Impact Tech | April 27, 2023

On the minds of impact CEOs: Opportunity, scale and succession

Dennis Price
ImpactAlpha Editor

Dennis Price

ImpactAlpha, Apr. 27 – “Deliver impact, drive sales” was the mantra of executives of high-performing impact companies at Big Path Capital’s MO Summit in Austin this week.

The gathering celebrated Big Path’s MO100 Impact Rankings. “We are in the early stages of the largest, fastest transformation in human behavior that we’ve ever seen,” Aspiration’s Andrei Cherny told Texas Tribune’s Sonal Shah in a keynote interview.

Cherny, who recently announced a congressional run in Arizona, added, “That is a huge opportunity for entrepreneurs who can help drive that change and to make a positive impact, and by doing so, can create enormous enterprise value.”

Force for good

Big Path ranks companies based on their “Force for Good’ score, the product of a company’s annual revenues, revenue growth rate and B Impact assessment (see, “At these companies, CEOs focus on stakeholders to drive growth”).

Topping the chart: Steve McDougal of 3Degrees, Scott Jacobs of Generate Capital and Russell Diez-Canseco of Vital Farms.
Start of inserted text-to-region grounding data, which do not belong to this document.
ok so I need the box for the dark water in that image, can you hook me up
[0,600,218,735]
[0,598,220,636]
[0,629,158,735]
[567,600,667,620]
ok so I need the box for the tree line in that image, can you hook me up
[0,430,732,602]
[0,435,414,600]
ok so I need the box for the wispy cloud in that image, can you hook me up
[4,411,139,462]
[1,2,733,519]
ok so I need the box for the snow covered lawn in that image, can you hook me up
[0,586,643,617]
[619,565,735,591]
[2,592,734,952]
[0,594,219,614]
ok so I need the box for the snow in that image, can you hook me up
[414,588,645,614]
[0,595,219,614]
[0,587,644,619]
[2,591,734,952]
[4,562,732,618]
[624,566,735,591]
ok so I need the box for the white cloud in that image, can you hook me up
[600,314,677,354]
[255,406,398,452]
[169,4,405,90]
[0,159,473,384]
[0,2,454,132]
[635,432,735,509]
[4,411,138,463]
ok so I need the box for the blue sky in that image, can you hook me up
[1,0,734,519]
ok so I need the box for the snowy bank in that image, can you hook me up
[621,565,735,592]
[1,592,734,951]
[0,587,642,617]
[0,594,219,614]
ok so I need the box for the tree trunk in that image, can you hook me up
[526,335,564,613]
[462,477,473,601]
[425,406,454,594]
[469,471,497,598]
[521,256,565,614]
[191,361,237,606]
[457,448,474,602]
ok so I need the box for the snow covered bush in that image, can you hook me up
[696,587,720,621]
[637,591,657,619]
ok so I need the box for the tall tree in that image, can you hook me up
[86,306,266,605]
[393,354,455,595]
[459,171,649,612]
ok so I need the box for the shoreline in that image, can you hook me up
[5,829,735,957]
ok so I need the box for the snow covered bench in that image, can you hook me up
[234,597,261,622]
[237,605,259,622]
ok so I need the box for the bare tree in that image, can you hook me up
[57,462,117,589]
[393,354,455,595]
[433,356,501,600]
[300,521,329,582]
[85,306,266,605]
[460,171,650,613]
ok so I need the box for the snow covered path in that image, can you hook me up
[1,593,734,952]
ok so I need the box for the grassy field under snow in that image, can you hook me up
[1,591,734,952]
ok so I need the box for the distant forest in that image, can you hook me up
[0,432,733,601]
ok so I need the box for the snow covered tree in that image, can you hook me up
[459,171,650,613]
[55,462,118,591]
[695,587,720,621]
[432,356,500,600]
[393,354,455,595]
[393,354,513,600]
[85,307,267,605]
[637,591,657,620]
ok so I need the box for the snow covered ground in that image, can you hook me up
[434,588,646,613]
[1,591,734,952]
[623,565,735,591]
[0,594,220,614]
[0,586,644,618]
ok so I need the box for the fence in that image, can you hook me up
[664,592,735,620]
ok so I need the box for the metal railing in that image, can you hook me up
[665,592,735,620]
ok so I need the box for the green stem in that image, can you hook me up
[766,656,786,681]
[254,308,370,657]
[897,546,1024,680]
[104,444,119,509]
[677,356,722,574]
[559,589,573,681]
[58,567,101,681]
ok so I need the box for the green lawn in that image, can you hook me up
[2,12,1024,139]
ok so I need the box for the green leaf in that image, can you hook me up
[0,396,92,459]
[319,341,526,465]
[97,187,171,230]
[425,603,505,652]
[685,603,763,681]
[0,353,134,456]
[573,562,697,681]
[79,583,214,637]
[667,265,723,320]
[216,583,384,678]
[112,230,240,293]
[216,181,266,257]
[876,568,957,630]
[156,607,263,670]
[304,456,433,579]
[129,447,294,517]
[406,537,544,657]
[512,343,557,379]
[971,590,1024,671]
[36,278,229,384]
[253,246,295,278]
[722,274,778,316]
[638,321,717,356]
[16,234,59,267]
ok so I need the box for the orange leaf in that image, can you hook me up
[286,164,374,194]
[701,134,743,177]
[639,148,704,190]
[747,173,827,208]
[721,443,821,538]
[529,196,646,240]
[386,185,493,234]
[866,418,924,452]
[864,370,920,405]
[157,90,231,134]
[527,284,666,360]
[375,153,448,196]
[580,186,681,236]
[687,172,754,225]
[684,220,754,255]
Others on the list include Amy King of Pallet, Joseph Kenner of Greyston Bakery and Stuart Landesberg of Grove Collaborative.

Leadership change

Succession isn’t just for Waystar Royco, the stand-in for News Corp. in the HBO series. At the off-grid solar company d.light, an early impact darling, cofounder Ned Tozun six months ago passed the CEO torch to Nick Imudia, a Nigerian entrepreneur with experience scaling up businesses in Africa.

Imudia’s “done an amazing job,” says Tozun, who emphasized the importance of bringing in a successor with “values alignment.”

Purpose trusts

Mike Bloomberg this week sent a signal boost to another form of succession planning when the Financial Times reported the billionaire is considering moving Bloomberg LP into a trust to finance Bloomberg Philanthropies in perpetuity.

Patagonia’s founder Yvon Chouinard chose a perpetual purpose trust last year as part of his own succession plan, an option some exiting founders are adopting to enshrine values and reward employees, said Zoe Schlag of Common Trust (see, “Through ‘ownership trusts,’ investors can help employees become owners and owners retire”).

Risk diversification

The success of high-impact companies is attracting more investors to “impact alpha,” the financial edge that comes from investing in social innovation, said Elise Liberto of Brown Advisory.

Willis Davis of Burbank Group said product diversification is driving capital into the space. “We don’t think about it from a returns perspective, but more from a risk perspective,” Davis said, “and managing a portfolio of assets for someone that’s interested in having an impact lens across all aspects of their portfolio.”